What if the world, you know, was about to end during your lifetime? What if the decisions you made were pivotal in the salvation or destruction of the world? How would you react? What if you had the ability to go back in time to those pivotal decisions and change your response creating a new outcome (but creating further problems down the road that can still lead to the end of civilization)? How would you react?

In Radiant Historia, for the Nintendo DS, you are confronted with this concept. In this turn based RPG, you play as Stocke, a special intelligence agent from the nation of Alistel. You’re assign to help your kingdom as it is at war with another nation called Granorg.

During a dangerous missions, you unlock the power of a mysterious book called the White Chronicle. The White Chronicle allows you to determine a critical event in your past travels and choose another path. If you chose to go north on a fork road and you got your party members killed, travel back in time and go south (allowing you to keep your newly acquired stats, skill, currency, equipment, etc.) .

In Radiant Historia, you are resetting the events of the game without pressing the reset button on you DS. There is a catch in the storyline of Radiant Historia. Changing an event in time gives Stocke a vague premonition about the future (that can be a pleasant prediction or a dark foreshadow of things to come).  Unfortunately the game does not give you any indication was to what path will lead you to those premonitions or what future consequences will come altering your past decisions. In saving a friend, during a bad decision, your kingdom may be in danger of losing the war and you will be forced to make another tough decision ahead.

With foreboding events appearing before you, the end of days riding on your decisions, and the ability to go back in time to take another route (whether it’s 2-4 different decisions for 1 event), Radiant Historia definitely gives you replay options without having to start a new game.
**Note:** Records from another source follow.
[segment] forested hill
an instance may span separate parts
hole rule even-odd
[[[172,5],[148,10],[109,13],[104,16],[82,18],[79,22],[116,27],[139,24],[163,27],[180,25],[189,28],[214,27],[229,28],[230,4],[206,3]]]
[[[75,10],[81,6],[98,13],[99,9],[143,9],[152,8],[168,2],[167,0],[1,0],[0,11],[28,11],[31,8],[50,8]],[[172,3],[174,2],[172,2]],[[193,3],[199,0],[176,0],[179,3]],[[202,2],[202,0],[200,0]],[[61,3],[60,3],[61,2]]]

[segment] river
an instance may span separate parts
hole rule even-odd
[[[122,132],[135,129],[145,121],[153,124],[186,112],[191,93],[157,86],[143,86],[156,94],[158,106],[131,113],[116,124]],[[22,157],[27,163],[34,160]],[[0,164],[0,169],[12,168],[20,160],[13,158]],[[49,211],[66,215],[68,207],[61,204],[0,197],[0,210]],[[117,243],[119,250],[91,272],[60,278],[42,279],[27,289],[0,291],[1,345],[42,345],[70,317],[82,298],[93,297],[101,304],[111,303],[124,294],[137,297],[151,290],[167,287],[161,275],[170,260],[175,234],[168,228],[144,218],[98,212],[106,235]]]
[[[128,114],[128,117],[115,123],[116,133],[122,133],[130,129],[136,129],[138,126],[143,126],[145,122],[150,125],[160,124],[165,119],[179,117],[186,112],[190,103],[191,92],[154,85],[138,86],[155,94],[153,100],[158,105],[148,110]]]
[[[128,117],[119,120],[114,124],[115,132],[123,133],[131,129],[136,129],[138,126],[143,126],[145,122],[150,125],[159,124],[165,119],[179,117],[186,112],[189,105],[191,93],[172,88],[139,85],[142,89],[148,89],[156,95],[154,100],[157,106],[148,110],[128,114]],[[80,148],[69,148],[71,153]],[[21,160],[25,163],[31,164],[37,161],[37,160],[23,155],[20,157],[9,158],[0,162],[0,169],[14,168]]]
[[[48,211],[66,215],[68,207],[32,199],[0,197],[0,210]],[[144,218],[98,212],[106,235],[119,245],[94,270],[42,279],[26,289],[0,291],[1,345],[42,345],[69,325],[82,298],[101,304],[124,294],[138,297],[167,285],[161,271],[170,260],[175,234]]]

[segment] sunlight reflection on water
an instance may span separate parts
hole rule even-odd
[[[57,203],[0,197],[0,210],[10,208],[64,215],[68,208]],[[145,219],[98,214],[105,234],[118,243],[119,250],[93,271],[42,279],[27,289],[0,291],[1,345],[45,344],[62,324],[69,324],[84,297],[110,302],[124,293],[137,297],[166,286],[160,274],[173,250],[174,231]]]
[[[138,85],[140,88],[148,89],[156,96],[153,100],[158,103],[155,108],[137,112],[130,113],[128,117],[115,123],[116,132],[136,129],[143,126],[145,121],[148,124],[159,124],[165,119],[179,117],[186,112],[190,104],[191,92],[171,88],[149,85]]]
You are granted the ability to take the road less traveled without wondering What if I took the other road?

The concept of Radiant Historia has a unique ability to grasp for the RPG lover. If you are an RPG fan that enjoys turn based RPG combat, then this game is up your alley. The combat is very generic, but does have some new unique tactics to help. You don’t have the ability to go back in time during a battle (it would be a great addition for a possible sequel) but you can cluster enemies together in battle allowing one player to attack multiple enemies at once.

The game also introduces change turns mode in battle, which allows you to change a character’s turns with another character’s turn in combat. This give a new approach to combat when you want your healer to fix up a party member before an enemy attack or when you want your strongest fighter to deploy the most damage with the cluster enemies function.

When you are not in turn based combat, the game switches to an over the top view (much like you have seen in early final fantasy games or the dragon quest series) which can be a rather frustrating part of the series. This type of the game wants to play, like the legend of Zelda series, where you can move objects around to get to new paths and items, but doesn’t entirely work.

With that being said, the story of war and changing the end of the world is intriguing and complimented by the nicely designed illustrations of characters throughout the games. If you’re an RPG fan looking for an RPG to try on your DS, Radiant Historia is worth giving a try. I know, after buying the game, I have never though, What if I spent my money on another game.

I give Radiant Historia a thumbs up for our ProvenGamer fans.